Janet Murguía, President, National Council of La Raza.
It is difficult to find the right words to express National Council of La Raza’s (NCLR) outrage at U.S. District Court Judge Sharon Blackburn’s decision to let stand the most egregious provisions of HB 56, Alabama’s harsh and draconian version of Arizona’s infamous anti-immigrant and anti-Latino law. It goes against every principle of American democracy to allow police to pull over and detain people on the mere suspicion that they might be undocumented and–even more disturbing–to require teachers and schools to collect information on the immigration status of schoolchildren!
While several troubling provisions were rejected by Judge Blackburn, there is still much to object to in her decision. The judge failed to stop the law’s clearly unconstitutional directive to force schools to determine students’ immigration status, a complete violation of a decades-old Supreme Court decision. Allowing the “papers, please” aspect of the law, moreover, legalizes and legitimizes racial profiling and will create confusion and chaos. Harassment and abuse of ordinary residents will increase, and police-community relations will be severely undermined as well.

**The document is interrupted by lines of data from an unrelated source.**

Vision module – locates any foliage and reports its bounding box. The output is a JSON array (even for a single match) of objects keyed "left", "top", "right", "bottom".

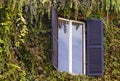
[{"left": 0, "top": 0, "right": 120, "bottom": 81}]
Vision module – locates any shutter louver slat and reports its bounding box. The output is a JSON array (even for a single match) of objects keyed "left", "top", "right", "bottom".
[
  {"left": 52, "top": 7, "right": 58, "bottom": 69},
  {"left": 86, "top": 20, "right": 104, "bottom": 76}
]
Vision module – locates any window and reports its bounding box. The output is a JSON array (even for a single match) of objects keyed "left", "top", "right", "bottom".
[
  {"left": 52, "top": 7, "right": 104, "bottom": 76},
  {"left": 58, "top": 17, "right": 85, "bottom": 74}
]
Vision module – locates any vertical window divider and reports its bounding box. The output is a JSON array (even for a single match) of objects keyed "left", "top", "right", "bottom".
[{"left": 69, "top": 20, "right": 72, "bottom": 73}]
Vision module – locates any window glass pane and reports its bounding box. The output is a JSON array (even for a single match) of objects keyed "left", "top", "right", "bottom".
[
  {"left": 72, "top": 22, "right": 83, "bottom": 74},
  {"left": 58, "top": 20, "right": 69, "bottom": 72}
]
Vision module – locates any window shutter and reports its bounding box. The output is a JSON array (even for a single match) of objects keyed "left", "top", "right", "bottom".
[
  {"left": 86, "top": 20, "right": 104, "bottom": 76},
  {"left": 52, "top": 7, "right": 58, "bottom": 69}
]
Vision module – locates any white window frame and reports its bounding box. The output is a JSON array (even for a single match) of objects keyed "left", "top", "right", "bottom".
[{"left": 58, "top": 17, "right": 86, "bottom": 74}]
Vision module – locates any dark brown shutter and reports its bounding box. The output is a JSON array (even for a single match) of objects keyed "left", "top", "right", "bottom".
[
  {"left": 86, "top": 20, "right": 104, "bottom": 76},
  {"left": 52, "top": 7, "right": 58, "bottom": 69}
]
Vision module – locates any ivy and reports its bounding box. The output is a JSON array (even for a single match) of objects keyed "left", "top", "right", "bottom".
[{"left": 0, "top": 0, "right": 120, "bottom": 81}]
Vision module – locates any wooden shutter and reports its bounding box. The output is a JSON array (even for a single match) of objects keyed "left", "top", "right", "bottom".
[
  {"left": 86, "top": 20, "right": 104, "bottom": 76},
  {"left": 52, "top": 7, "right": 58, "bottom": 69}
]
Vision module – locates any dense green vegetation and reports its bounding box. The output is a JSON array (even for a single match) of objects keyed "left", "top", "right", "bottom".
[{"left": 0, "top": 0, "right": 120, "bottom": 81}]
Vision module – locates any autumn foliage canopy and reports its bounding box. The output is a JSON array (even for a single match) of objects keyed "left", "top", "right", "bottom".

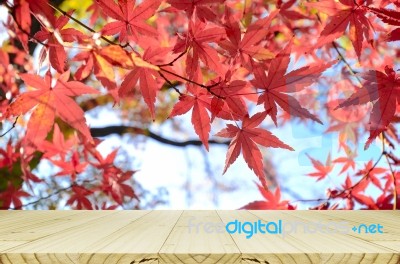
[{"left": 0, "top": 0, "right": 400, "bottom": 209}]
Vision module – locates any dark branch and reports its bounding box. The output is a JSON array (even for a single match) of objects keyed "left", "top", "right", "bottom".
[{"left": 90, "top": 126, "right": 230, "bottom": 147}]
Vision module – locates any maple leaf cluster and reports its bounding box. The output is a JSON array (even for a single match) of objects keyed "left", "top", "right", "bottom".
[{"left": 0, "top": 0, "right": 400, "bottom": 209}]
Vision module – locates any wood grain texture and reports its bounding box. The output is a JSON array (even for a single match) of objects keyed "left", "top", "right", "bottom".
[{"left": 0, "top": 210, "right": 400, "bottom": 264}]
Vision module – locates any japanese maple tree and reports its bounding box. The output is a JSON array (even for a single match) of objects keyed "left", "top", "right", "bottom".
[{"left": 0, "top": 0, "right": 400, "bottom": 209}]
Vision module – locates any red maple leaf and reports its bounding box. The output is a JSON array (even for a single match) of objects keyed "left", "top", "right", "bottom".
[
  {"left": 169, "top": 84, "right": 211, "bottom": 150},
  {"left": 72, "top": 43, "right": 133, "bottom": 94},
  {"left": 167, "top": 0, "right": 225, "bottom": 22},
  {"left": 216, "top": 112, "right": 294, "bottom": 188},
  {"left": 118, "top": 47, "right": 170, "bottom": 120},
  {"left": 356, "top": 160, "right": 387, "bottom": 190},
  {"left": 218, "top": 9, "right": 278, "bottom": 69},
  {"left": 210, "top": 77, "right": 247, "bottom": 121},
  {"left": 51, "top": 151, "right": 88, "bottom": 181},
  {"left": 240, "top": 183, "right": 295, "bottom": 210},
  {"left": 13, "top": 0, "right": 32, "bottom": 51},
  {"left": 251, "top": 42, "right": 332, "bottom": 125},
  {"left": 7, "top": 71, "right": 99, "bottom": 146},
  {"left": 38, "top": 124, "right": 77, "bottom": 160},
  {"left": 34, "top": 12, "right": 86, "bottom": 73},
  {"left": 67, "top": 185, "right": 93, "bottom": 210},
  {"left": 96, "top": 0, "right": 161, "bottom": 42},
  {"left": 333, "top": 156, "right": 356, "bottom": 174},
  {"left": 101, "top": 171, "right": 139, "bottom": 204},
  {"left": 306, "top": 0, "right": 372, "bottom": 59},
  {"left": 174, "top": 20, "right": 225, "bottom": 78},
  {"left": 336, "top": 66, "right": 400, "bottom": 149},
  {"left": 0, "top": 182, "right": 31, "bottom": 209}
]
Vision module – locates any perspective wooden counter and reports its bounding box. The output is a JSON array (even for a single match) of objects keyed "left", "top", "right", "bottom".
[{"left": 0, "top": 210, "right": 400, "bottom": 264}]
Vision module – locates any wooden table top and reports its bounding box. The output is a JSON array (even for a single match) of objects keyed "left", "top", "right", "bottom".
[{"left": 0, "top": 210, "right": 400, "bottom": 264}]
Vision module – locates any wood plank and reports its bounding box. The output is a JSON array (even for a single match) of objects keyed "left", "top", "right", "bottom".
[
  {"left": 0, "top": 211, "right": 104, "bottom": 241},
  {"left": 251, "top": 211, "right": 398, "bottom": 263},
  {"left": 159, "top": 211, "right": 240, "bottom": 264},
  {"left": 0, "top": 210, "right": 400, "bottom": 264},
  {"left": 218, "top": 211, "right": 320, "bottom": 264},
  {"left": 0, "top": 211, "right": 149, "bottom": 263}
]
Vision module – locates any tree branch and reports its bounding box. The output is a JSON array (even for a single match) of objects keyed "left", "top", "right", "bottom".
[{"left": 90, "top": 126, "right": 230, "bottom": 147}]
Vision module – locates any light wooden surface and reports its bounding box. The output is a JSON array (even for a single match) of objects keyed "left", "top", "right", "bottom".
[{"left": 0, "top": 211, "right": 400, "bottom": 264}]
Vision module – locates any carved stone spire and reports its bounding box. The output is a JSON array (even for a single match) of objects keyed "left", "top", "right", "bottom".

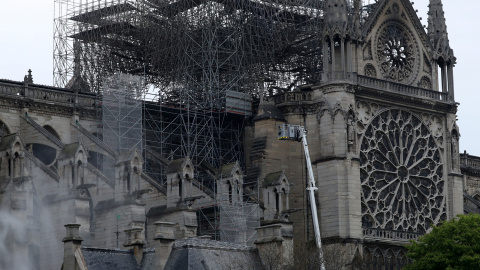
[
  {"left": 324, "top": 0, "right": 348, "bottom": 37},
  {"left": 428, "top": 0, "right": 454, "bottom": 61}
]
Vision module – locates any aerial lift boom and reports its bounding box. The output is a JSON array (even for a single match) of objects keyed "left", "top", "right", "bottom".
[{"left": 278, "top": 124, "right": 325, "bottom": 270}]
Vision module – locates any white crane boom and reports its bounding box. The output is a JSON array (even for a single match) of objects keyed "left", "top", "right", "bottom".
[{"left": 278, "top": 124, "right": 325, "bottom": 270}]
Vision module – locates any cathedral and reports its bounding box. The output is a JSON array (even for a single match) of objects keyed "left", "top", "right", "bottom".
[{"left": 0, "top": 0, "right": 480, "bottom": 270}]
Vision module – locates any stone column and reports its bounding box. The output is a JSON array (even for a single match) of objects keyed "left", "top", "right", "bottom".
[
  {"left": 123, "top": 227, "right": 146, "bottom": 265},
  {"left": 62, "top": 224, "right": 83, "bottom": 270},
  {"left": 255, "top": 222, "right": 293, "bottom": 269},
  {"left": 447, "top": 64, "right": 455, "bottom": 101},
  {"left": 154, "top": 221, "right": 175, "bottom": 270}
]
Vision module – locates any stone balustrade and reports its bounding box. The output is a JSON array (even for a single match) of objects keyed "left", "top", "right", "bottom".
[
  {"left": 357, "top": 75, "right": 449, "bottom": 102},
  {"left": 362, "top": 227, "right": 422, "bottom": 242},
  {"left": 460, "top": 153, "right": 480, "bottom": 169},
  {"left": 0, "top": 80, "right": 97, "bottom": 107}
]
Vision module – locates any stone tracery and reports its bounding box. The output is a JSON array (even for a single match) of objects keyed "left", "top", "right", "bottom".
[
  {"left": 360, "top": 109, "right": 446, "bottom": 232},
  {"left": 377, "top": 22, "right": 419, "bottom": 83}
]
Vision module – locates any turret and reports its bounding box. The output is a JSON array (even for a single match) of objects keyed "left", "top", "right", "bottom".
[
  {"left": 428, "top": 0, "right": 456, "bottom": 101},
  {"left": 322, "top": 0, "right": 355, "bottom": 81}
]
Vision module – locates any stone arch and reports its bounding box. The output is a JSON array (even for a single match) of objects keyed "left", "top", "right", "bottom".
[
  {"left": 31, "top": 125, "right": 61, "bottom": 166},
  {"left": 0, "top": 119, "right": 11, "bottom": 138},
  {"left": 363, "top": 247, "right": 373, "bottom": 270},
  {"left": 363, "top": 64, "right": 377, "bottom": 78},
  {"left": 450, "top": 128, "right": 460, "bottom": 171},
  {"left": 418, "top": 76, "right": 433, "bottom": 90},
  {"left": 43, "top": 125, "right": 62, "bottom": 140}
]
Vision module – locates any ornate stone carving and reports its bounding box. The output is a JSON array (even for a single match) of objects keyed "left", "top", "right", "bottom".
[
  {"left": 423, "top": 54, "right": 432, "bottom": 74},
  {"left": 376, "top": 20, "right": 419, "bottom": 84},
  {"left": 360, "top": 109, "right": 446, "bottom": 233},
  {"left": 363, "top": 40, "right": 373, "bottom": 61}
]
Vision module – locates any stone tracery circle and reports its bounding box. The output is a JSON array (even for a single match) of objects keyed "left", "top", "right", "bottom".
[
  {"left": 360, "top": 109, "right": 446, "bottom": 233},
  {"left": 376, "top": 21, "right": 419, "bottom": 83}
]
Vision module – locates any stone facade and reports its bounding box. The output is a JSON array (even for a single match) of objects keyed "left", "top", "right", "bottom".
[{"left": 0, "top": 0, "right": 480, "bottom": 269}]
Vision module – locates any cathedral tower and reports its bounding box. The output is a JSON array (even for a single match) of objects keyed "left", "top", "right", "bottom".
[{"left": 249, "top": 0, "right": 463, "bottom": 269}]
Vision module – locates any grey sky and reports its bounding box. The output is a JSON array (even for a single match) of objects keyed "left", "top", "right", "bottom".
[{"left": 0, "top": 0, "right": 480, "bottom": 156}]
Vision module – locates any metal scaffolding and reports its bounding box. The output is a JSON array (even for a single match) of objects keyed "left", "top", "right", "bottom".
[{"left": 54, "top": 0, "right": 368, "bottom": 245}]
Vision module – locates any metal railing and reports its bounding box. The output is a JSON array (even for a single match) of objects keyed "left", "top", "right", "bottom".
[
  {"left": 357, "top": 75, "right": 449, "bottom": 102},
  {"left": 0, "top": 80, "right": 96, "bottom": 108}
]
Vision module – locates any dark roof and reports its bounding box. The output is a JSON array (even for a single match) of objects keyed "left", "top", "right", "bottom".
[
  {"left": 253, "top": 103, "right": 287, "bottom": 122},
  {"left": 0, "top": 133, "right": 17, "bottom": 150},
  {"left": 218, "top": 162, "right": 237, "bottom": 177},
  {"left": 263, "top": 171, "right": 283, "bottom": 187},
  {"left": 58, "top": 142, "right": 80, "bottom": 159},
  {"left": 165, "top": 238, "right": 265, "bottom": 270},
  {"left": 116, "top": 149, "right": 141, "bottom": 163},
  {"left": 82, "top": 247, "right": 155, "bottom": 270},
  {"left": 166, "top": 158, "right": 187, "bottom": 174}
]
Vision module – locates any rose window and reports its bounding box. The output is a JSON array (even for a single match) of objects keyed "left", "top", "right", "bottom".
[
  {"left": 377, "top": 23, "right": 418, "bottom": 83},
  {"left": 360, "top": 110, "right": 446, "bottom": 232},
  {"left": 383, "top": 37, "right": 407, "bottom": 69}
]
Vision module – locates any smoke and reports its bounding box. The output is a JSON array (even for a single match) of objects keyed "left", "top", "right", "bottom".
[
  {"left": 0, "top": 180, "right": 59, "bottom": 270},
  {"left": 0, "top": 195, "right": 34, "bottom": 270}
]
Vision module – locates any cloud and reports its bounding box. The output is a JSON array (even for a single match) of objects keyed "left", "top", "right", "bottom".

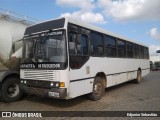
[
  {"left": 60, "top": 10, "right": 106, "bottom": 24},
  {"left": 98, "top": 0, "right": 160, "bottom": 21},
  {"left": 149, "top": 27, "right": 160, "bottom": 40},
  {"left": 56, "top": 0, "right": 106, "bottom": 24},
  {"left": 149, "top": 45, "right": 160, "bottom": 56},
  {"left": 56, "top": 0, "right": 95, "bottom": 10}
]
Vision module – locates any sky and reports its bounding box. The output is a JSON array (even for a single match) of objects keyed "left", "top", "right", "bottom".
[{"left": 0, "top": 0, "right": 160, "bottom": 56}]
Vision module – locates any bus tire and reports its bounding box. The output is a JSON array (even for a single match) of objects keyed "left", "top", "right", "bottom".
[
  {"left": 1, "top": 77, "right": 22, "bottom": 102},
  {"left": 88, "top": 76, "right": 105, "bottom": 101},
  {"left": 136, "top": 70, "right": 142, "bottom": 84}
]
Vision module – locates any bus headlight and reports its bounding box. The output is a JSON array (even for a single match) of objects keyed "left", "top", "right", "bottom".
[
  {"left": 24, "top": 80, "right": 27, "bottom": 84},
  {"left": 50, "top": 82, "right": 54, "bottom": 87},
  {"left": 56, "top": 83, "right": 59, "bottom": 87},
  {"left": 59, "top": 82, "right": 65, "bottom": 87}
]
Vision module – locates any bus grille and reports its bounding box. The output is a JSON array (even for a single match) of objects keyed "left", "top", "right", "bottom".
[{"left": 21, "top": 69, "right": 59, "bottom": 81}]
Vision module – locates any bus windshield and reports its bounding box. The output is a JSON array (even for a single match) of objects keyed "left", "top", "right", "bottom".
[{"left": 22, "top": 30, "right": 66, "bottom": 63}]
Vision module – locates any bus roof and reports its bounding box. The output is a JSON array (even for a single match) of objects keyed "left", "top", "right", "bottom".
[
  {"left": 65, "top": 17, "right": 148, "bottom": 47},
  {"left": 25, "top": 17, "right": 148, "bottom": 47}
]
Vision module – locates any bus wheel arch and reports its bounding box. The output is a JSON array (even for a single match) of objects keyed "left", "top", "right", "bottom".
[{"left": 88, "top": 72, "right": 107, "bottom": 101}]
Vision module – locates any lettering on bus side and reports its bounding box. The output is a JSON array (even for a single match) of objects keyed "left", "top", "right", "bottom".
[
  {"left": 38, "top": 64, "right": 61, "bottom": 68},
  {"left": 20, "top": 64, "right": 36, "bottom": 68}
]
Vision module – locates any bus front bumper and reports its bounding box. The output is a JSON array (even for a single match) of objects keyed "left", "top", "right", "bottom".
[{"left": 20, "top": 84, "right": 67, "bottom": 99}]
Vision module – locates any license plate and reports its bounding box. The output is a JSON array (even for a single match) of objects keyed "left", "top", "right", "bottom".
[{"left": 49, "top": 92, "right": 59, "bottom": 97}]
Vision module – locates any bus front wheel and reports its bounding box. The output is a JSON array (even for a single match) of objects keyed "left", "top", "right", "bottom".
[
  {"left": 1, "top": 78, "right": 22, "bottom": 102},
  {"left": 88, "top": 76, "right": 105, "bottom": 101},
  {"left": 136, "top": 70, "right": 142, "bottom": 84}
]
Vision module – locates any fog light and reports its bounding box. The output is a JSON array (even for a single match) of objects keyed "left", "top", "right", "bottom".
[{"left": 59, "top": 82, "right": 65, "bottom": 87}]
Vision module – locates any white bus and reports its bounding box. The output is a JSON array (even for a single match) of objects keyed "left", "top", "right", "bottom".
[{"left": 20, "top": 17, "right": 150, "bottom": 100}]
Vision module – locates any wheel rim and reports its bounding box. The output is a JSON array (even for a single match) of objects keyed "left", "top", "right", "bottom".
[
  {"left": 7, "top": 84, "right": 19, "bottom": 97},
  {"left": 94, "top": 83, "right": 102, "bottom": 96}
]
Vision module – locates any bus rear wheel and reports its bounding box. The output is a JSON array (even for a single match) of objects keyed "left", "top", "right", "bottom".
[
  {"left": 88, "top": 76, "right": 105, "bottom": 101},
  {"left": 1, "top": 78, "right": 22, "bottom": 102}
]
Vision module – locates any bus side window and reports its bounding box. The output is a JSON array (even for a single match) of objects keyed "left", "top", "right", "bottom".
[
  {"left": 104, "top": 36, "right": 117, "bottom": 57},
  {"left": 68, "top": 32, "right": 76, "bottom": 54},
  {"left": 90, "top": 32, "right": 104, "bottom": 57},
  {"left": 68, "top": 29, "right": 89, "bottom": 69},
  {"left": 117, "top": 40, "right": 126, "bottom": 58},
  {"left": 77, "top": 34, "right": 88, "bottom": 55}
]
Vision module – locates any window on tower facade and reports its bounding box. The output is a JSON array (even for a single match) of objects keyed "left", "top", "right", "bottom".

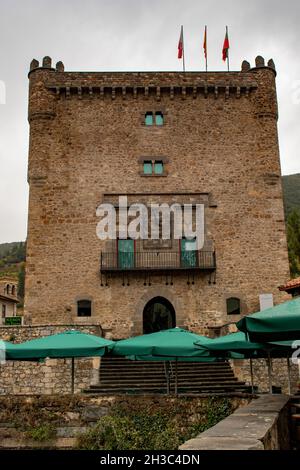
[{"left": 226, "top": 297, "right": 241, "bottom": 315}]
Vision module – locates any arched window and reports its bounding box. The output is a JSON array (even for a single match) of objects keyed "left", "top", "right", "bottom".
[
  {"left": 145, "top": 111, "right": 153, "bottom": 126},
  {"left": 143, "top": 297, "right": 176, "bottom": 334},
  {"left": 77, "top": 299, "right": 92, "bottom": 317},
  {"left": 226, "top": 297, "right": 241, "bottom": 315}
]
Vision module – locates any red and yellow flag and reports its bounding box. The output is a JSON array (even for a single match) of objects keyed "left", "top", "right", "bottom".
[
  {"left": 178, "top": 26, "right": 184, "bottom": 59},
  {"left": 222, "top": 26, "right": 229, "bottom": 61}
]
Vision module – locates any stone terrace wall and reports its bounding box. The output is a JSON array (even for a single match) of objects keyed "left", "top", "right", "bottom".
[
  {"left": 0, "top": 325, "right": 102, "bottom": 395},
  {"left": 232, "top": 359, "right": 299, "bottom": 393},
  {"left": 0, "top": 395, "right": 249, "bottom": 449},
  {"left": 180, "top": 395, "right": 290, "bottom": 450}
]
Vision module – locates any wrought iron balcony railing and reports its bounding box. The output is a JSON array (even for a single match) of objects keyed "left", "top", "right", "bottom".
[{"left": 100, "top": 250, "right": 216, "bottom": 272}]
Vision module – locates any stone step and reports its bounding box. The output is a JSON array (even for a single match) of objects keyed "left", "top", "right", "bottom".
[
  {"left": 96, "top": 376, "right": 237, "bottom": 384},
  {"left": 87, "top": 357, "right": 245, "bottom": 393},
  {"left": 84, "top": 382, "right": 247, "bottom": 395}
]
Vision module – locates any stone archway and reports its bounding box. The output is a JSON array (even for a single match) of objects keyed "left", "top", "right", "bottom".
[
  {"left": 143, "top": 297, "right": 176, "bottom": 334},
  {"left": 131, "top": 286, "right": 184, "bottom": 336}
]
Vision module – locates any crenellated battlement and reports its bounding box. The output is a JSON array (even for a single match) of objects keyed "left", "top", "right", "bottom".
[{"left": 29, "top": 56, "right": 276, "bottom": 101}]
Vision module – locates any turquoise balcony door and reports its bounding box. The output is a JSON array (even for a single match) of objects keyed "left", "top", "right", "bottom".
[
  {"left": 118, "top": 240, "right": 134, "bottom": 269},
  {"left": 180, "top": 238, "right": 197, "bottom": 268}
]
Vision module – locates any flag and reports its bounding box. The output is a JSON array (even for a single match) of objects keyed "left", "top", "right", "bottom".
[
  {"left": 203, "top": 26, "right": 207, "bottom": 59},
  {"left": 178, "top": 26, "right": 183, "bottom": 59},
  {"left": 222, "top": 26, "right": 229, "bottom": 60}
]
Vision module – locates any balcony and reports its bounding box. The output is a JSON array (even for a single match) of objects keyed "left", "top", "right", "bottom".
[{"left": 100, "top": 251, "right": 216, "bottom": 273}]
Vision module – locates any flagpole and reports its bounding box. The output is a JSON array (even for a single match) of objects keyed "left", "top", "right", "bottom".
[
  {"left": 205, "top": 25, "right": 207, "bottom": 72},
  {"left": 226, "top": 26, "right": 229, "bottom": 72},
  {"left": 181, "top": 26, "right": 185, "bottom": 72}
]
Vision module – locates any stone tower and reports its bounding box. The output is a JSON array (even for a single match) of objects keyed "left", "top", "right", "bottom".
[{"left": 25, "top": 57, "right": 289, "bottom": 338}]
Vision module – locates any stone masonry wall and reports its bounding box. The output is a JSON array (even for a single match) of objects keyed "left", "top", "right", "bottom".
[{"left": 0, "top": 395, "right": 249, "bottom": 449}]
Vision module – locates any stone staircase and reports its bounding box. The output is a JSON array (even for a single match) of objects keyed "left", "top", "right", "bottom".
[{"left": 84, "top": 357, "right": 248, "bottom": 395}]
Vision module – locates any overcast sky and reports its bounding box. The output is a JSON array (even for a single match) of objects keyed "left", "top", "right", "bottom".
[{"left": 0, "top": 0, "right": 300, "bottom": 243}]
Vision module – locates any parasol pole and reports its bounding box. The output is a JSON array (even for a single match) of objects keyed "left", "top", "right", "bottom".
[
  {"left": 175, "top": 357, "right": 178, "bottom": 397},
  {"left": 268, "top": 351, "right": 272, "bottom": 394},
  {"left": 71, "top": 357, "right": 75, "bottom": 395},
  {"left": 286, "top": 357, "right": 291, "bottom": 395}
]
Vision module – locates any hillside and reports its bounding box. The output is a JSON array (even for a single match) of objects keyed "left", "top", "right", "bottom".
[
  {"left": 282, "top": 173, "right": 300, "bottom": 216},
  {"left": 0, "top": 242, "right": 26, "bottom": 277}
]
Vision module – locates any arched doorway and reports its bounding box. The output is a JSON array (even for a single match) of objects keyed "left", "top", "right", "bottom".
[{"left": 143, "top": 297, "right": 176, "bottom": 334}]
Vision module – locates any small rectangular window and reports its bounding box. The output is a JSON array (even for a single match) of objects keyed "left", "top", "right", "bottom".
[
  {"left": 154, "top": 160, "right": 164, "bottom": 175},
  {"left": 145, "top": 112, "right": 153, "bottom": 126},
  {"left": 2, "top": 304, "right": 6, "bottom": 318},
  {"left": 144, "top": 160, "right": 152, "bottom": 175},
  {"left": 155, "top": 111, "right": 164, "bottom": 126},
  {"left": 77, "top": 300, "right": 92, "bottom": 317}
]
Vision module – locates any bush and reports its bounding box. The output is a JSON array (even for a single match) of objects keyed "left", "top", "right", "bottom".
[{"left": 77, "top": 398, "right": 232, "bottom": 450}]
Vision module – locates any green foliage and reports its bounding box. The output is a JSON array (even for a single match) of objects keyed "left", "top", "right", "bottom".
[
  {"left": 0, "top": 242, "right": 26, "bottom": 277},
  {"left": 26, "top": 423, "right": 56, "bottom": 442},
  {"left": 77, "top": 398, "right": 232, "bottom": 450},
  {"left": 282, "top": 173, "right": 300, "bottom": 217},
  {"left": 287, "top": 209, "right": 300, "bottom": 277}
]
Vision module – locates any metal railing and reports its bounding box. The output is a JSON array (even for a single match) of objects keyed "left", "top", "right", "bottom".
[{"left": 100, "top": 250, "right": 216, "bottom": 272}]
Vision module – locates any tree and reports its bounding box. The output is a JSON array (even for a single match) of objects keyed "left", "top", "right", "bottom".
[{"left": 18, "top": 262, "right": 25, "bottom": 305}]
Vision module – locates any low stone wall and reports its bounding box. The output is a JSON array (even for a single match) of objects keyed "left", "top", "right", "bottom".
[
  {"left": 0, "top": 395, "right": 250, "bottom": 449},
  {"left": 231, "top": 359, "right": 299, "bottom": 394},
  {"left": 180, "top": 395, "right": 290, "bottom": 450},
  {"left": 0, "top": 325, "right": 102, "bottom": 395}
]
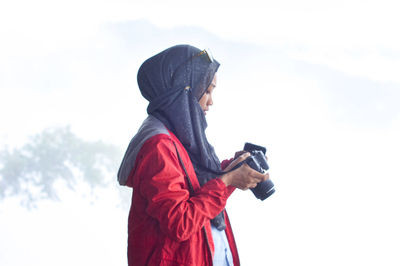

This decision will endanger the civil rights and public safety of every Alabamian and the education of every child in the state. It helps no one for teachers to take precious time away from education in order to act as immigration agents. Fearful parents may take their children out of school. Birmingham Chief of Police A.C. Roper is against shifting scarce law enforcement resources away from municipal priorities to immigration. Teachers and police oppose these kinds of laws because they know that politically motivated stunts like HB 56 jeopardize their ability to do their jobs–educate children and protect the public’s safety.
We all want to fix our broken immigration system, but false solutions like this one only make matters worse. We expect a higher court to side with every other court decision in the country that has been made on similar anti-immigrant legislation and overturn Judge Blackburn’s extremely disappointing decision.
This law harkens back to similar laws in Alabama’s past. We have been down this road before, and this is not a part of Alabama’s history that bears repeating. Allowing these provisions to go into law will wreak havoc on all the people of Alabama, not just its Latino residents.